La compañía italiana Aviointeriors está diseñando unos asientos especiales que se plegarán cuando no estén ocupados, como en el cine. Esto hará que sea mucho más cómodo moverse por la cabina.

Otra innovación que puede implantarse pronto es el llamado ‘Air Lair’ (Guarida en el Aire). La compañía Factory Design planea introducir una especie de cabinas individuales para dormir en lugar de asientos. Los pasajeros de primera clase podrán relajarse en estas cabinas de aspecto futurista con su propia luz individual, fuente de sonido y regulador de temperatura. Estos asientos especiales están diseñados para hacer un mejor uso del interior de la cabina del avión, pero requieren una inversión considerable y, por lo tanto, solo están siendo considerados por un pequeño número de empresas en la actualidad.

El futuro de película

Algunas cosas de las que vimos en las películas futuristas de finales de siglo XX pueden estar más cerca de lo que piensas.
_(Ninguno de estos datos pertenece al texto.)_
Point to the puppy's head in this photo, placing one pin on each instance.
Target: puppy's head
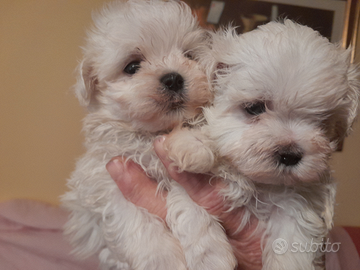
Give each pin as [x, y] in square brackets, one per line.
[285, 96]
[141, 65]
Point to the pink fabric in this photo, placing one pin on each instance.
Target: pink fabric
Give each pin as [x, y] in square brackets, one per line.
[31, 238]
[347, 257]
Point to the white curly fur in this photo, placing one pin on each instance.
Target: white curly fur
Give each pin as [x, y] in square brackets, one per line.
[127, 110]
[284, 97]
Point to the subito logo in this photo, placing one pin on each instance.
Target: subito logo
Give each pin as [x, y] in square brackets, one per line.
[280, 246]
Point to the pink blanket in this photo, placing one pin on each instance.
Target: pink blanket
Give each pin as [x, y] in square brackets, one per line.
[31, 239]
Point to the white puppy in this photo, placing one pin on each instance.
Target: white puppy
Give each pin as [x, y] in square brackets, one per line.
[139, 78]
[284, 97]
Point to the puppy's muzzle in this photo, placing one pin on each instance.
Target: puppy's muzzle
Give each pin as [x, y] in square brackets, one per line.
[173, 82]
[288, 157]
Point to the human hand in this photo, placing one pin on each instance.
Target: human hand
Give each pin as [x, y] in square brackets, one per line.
[139, 189]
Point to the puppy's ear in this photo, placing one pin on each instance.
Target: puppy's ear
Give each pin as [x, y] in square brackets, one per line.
[86, 85]
[353, 94]
[342, 127]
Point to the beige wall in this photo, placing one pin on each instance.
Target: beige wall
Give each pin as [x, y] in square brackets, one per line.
[40, 120]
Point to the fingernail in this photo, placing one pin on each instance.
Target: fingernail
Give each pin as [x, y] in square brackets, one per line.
[115, 168]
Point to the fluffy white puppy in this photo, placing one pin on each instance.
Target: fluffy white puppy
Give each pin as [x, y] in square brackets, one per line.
[140, 77]
[284, 98]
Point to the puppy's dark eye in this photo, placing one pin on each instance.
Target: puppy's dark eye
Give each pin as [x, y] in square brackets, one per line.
[189, 55]
[256, 108]
[132, 67]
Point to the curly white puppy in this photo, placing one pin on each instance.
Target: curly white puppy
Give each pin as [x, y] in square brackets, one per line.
[139, 78]
[284, 97]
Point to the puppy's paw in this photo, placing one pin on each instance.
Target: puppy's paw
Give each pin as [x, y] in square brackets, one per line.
[190, 150]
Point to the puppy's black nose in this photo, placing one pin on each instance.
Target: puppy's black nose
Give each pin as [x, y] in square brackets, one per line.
[173, 81]
[289, 158]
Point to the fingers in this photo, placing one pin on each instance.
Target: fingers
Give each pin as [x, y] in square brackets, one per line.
[136, 186]
[204, 191]
[196, 185]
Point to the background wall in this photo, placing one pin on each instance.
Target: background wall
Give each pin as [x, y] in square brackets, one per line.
[40, 119]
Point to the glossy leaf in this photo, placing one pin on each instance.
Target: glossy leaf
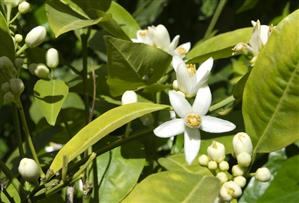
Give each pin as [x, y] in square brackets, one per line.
[128, 68]
[175, 186]
[49, 97]
[7, 45]
[100, 127]
[219, 46]
[285, 185]
[117, 174]
[124, 19]
[271, 102]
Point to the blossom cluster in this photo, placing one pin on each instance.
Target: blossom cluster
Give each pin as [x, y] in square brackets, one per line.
[232, 179]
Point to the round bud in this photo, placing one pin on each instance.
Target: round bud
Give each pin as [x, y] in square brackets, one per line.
[240, 180]
[18, 38]
[242, 143]
[216, 151]
[52, 58]
[223, 165]
[263, 174]
[244, 159]
[203, 160]
[24, 7]
[222, 177]
[28, 169]
[16, 86]
[129, 97]
[36, 36]
[212, 165]
[237, 170]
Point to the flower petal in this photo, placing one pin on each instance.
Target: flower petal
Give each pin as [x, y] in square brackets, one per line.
[216, 125]
[191, 144]
[170, 128]
[180, 105]
[202, 101]
[203, 72]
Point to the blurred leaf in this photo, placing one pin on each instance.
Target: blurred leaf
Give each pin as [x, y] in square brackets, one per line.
[285, 185]
[100, 127]
[7, 45]
[117, 174]
[270, 101]
[126, 22]
[175, 186]
[129, 69]
[49, 97]
[219, 46]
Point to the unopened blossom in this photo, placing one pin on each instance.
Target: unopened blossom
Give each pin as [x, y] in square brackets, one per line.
[191, 119]
[190, 79]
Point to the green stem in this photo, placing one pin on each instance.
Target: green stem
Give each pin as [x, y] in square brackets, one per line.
[223, 103]
[27, 135]
[215, 17]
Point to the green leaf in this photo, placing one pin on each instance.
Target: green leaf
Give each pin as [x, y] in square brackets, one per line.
[49, 97]
[100, 127]
[175, 186]
[285, 186]
[117, 174]
[7, 45]
[63, 19]
[270, 101]
[128, 68]
[127, 23]
[219, 46]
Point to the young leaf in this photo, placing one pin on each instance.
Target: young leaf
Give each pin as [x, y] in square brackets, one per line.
[175, 186]
[132, 65]
[49, 97]
[270, 100]
[100, 127]
[219, 46]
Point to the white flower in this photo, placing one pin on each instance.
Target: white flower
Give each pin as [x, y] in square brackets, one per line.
[189, 79]
[230, 190]
[128, 97]
[192, 118]
[28, 169]
[216, 151]
[263, 174]
[242, 143]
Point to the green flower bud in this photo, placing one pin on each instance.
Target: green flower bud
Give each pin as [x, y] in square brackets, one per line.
[36, 36]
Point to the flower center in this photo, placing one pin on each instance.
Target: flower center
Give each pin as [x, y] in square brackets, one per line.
[191, 69]
[193, 120]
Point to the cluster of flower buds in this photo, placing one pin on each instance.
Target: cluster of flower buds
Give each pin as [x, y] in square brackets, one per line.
[232, 183]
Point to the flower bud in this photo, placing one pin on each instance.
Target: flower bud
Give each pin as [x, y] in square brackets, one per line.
[263, 174]
[244, 159]
[52, 58]
[212, 165]
[242, 143]
[230, 190]
[29, 169]
[237, 170]
[203, 160]
[36, 36]
[223, 166]
[222, 177]
[18, 38]
[16, 86]
[129, 97]
[240, 180]
[216, 151]
[24, 7]
[40, 70]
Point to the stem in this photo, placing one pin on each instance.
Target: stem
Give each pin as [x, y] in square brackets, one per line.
[27, 135]
[215, 17]
[222, 103]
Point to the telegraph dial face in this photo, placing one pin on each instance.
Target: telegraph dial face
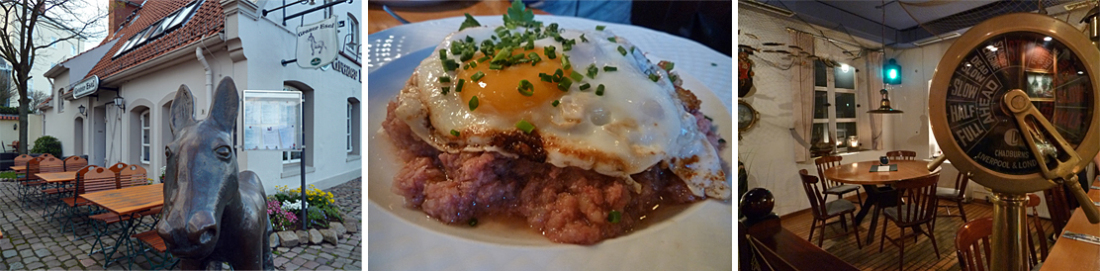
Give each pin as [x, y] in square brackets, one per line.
[1049, 61]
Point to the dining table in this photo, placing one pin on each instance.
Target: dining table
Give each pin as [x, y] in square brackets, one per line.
[1075, 255]
[859, 173]
[127, 203]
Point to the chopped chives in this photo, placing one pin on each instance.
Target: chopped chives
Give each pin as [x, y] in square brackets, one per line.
[450, 65]
[576, 76]
[614, 217]
[564, 84]
[526, 88]
[526, 127]
[535, 58]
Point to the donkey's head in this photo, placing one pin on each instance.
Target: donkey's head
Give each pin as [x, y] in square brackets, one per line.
[200, 176]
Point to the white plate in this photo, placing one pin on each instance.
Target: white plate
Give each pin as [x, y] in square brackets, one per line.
[699, 237]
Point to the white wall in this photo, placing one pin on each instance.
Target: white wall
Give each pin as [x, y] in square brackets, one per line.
[768, 149]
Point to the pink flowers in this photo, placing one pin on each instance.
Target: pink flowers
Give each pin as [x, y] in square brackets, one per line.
[281, 219]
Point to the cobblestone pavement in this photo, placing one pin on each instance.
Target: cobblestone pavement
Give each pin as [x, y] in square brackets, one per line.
[33, 241]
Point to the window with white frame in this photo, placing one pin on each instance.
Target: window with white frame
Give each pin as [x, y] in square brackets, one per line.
[835, 104]
[292, 156]
[145, 138]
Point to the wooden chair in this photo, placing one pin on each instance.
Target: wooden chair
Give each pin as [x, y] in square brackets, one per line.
[132, 175]
[894, 155]
[823, 210]
[917, 209]
[971, 245]
[1035, 234]
[1058, 206]
[956, 195]
[75, 163]
[833, 187]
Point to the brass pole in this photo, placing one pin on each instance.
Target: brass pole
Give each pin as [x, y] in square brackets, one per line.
[1009, 239]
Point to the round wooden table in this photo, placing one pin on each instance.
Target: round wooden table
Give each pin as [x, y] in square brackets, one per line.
[877, 197]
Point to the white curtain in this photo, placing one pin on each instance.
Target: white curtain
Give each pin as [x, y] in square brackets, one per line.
[873, 86]
[802, 96]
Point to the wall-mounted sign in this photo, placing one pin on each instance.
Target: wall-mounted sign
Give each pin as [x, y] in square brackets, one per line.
[351, 72]
[317, 43]
[86, 87]
[272, 120]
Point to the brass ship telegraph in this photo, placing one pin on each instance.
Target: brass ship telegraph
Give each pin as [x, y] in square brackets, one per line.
[1015, 101]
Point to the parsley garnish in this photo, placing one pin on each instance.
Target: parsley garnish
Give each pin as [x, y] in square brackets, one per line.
[470, 22]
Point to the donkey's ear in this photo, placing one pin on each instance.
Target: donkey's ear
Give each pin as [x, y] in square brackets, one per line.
[226, 103]
[183, 109]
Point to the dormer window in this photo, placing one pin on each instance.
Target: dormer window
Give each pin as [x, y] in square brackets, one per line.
[160, 28]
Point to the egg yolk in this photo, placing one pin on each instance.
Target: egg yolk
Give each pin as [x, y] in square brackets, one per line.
[498, 90]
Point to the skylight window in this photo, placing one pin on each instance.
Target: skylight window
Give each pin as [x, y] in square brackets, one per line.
[160, 28]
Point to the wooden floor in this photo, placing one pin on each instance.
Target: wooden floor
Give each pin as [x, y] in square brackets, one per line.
[919, 256]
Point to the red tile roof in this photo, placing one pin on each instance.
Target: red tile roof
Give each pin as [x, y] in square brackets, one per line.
[208, 20]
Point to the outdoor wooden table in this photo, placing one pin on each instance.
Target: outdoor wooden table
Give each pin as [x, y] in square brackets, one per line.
[877, 197]
[378, 20]
[54, 177]
[1074, 255]
[127, 203]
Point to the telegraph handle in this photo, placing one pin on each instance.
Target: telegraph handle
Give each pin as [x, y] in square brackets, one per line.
[1087, 206]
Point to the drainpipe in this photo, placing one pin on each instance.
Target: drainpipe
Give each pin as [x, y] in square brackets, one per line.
[209, 75]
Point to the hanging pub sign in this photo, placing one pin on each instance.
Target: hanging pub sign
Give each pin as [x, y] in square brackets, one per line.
[317, 43]
[86, 87]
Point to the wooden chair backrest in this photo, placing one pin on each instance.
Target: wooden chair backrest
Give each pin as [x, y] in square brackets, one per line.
[132, 175]
[1057, 205]
[920, 205]
[94, 179]
[1035, 232]
[117, 167]
[74, 163]
[824, 163]
[32, 166]
[814, 194]
[22, 159]
[960, 181]
[51, 164]
[901, 154]
[972, 246]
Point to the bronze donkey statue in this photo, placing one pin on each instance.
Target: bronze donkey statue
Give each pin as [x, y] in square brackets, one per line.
[212, 212]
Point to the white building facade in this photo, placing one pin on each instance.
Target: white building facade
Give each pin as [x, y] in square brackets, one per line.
[155, 46]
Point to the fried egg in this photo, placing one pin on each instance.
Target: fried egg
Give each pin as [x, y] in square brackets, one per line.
[619, 115]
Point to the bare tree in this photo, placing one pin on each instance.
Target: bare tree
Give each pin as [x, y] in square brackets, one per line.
[22, 21]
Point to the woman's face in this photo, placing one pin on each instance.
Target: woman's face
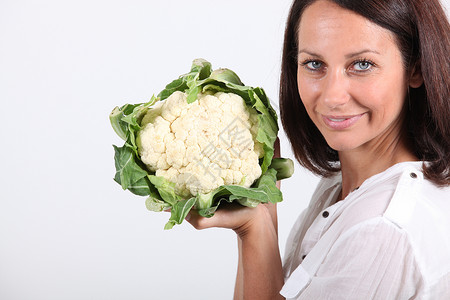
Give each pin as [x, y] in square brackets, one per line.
[351, 78]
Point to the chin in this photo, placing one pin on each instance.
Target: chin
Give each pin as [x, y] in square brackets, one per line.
[339, 145]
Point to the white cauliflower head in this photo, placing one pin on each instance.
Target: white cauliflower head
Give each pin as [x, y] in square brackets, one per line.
[202, 145]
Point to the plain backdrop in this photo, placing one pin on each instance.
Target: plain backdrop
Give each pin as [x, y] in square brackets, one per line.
[67, 230]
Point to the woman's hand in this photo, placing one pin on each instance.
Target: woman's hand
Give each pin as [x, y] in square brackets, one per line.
[237, 217]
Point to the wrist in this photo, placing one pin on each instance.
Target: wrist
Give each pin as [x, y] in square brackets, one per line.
[260, 223]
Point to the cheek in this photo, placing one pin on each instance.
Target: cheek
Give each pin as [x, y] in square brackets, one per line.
[308, 90]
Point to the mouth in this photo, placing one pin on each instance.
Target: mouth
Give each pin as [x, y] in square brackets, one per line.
[341, 122]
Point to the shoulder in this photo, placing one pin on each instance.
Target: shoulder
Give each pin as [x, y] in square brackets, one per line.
[421, 210]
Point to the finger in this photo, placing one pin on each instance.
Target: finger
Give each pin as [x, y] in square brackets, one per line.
[277, 152]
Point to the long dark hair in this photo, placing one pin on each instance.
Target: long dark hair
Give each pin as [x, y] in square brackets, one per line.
[422, 33]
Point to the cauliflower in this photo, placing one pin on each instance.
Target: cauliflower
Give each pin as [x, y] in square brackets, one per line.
[206, 138]
[202, 145]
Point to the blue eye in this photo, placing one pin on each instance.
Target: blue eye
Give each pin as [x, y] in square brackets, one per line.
[314, 65]
[363, 65]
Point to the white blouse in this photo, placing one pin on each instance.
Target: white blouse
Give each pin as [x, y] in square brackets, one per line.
[389, 239]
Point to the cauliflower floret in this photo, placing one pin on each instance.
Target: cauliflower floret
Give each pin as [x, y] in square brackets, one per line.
[202, 145]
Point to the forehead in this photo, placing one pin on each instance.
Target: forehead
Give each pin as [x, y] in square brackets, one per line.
[325, 24]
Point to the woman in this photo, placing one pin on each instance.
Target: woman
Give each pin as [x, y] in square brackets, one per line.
[365, 103]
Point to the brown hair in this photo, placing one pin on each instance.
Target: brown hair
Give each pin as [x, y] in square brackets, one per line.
[423, 36]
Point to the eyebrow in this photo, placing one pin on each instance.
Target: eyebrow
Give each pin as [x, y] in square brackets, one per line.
[347, 56]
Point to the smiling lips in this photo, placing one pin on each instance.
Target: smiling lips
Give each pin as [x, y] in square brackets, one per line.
[340, 122]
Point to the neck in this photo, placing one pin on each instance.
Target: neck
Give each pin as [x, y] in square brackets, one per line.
[357, 165]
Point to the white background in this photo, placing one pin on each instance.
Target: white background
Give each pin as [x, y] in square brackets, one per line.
[67, 230]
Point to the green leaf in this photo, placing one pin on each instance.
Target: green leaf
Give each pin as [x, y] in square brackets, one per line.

Es el caso de los taxis y coches voladores (ya hay varios prototipos que están siendo probados) y los drones en los que vuelan personas. En este segundo caso, hay una compañía china que ya ha creado un dron lo suficientemente grande como para acomodar a un pasajero, consiguiendo que volase – controlado remotamente con una tableta – durante 23 minutos.

¿Qué tipo de aviones nos encontraríamos si hibernáramos durante 50 años y despertáramos en 2068? Bueno, mejor vivirlo y esperar.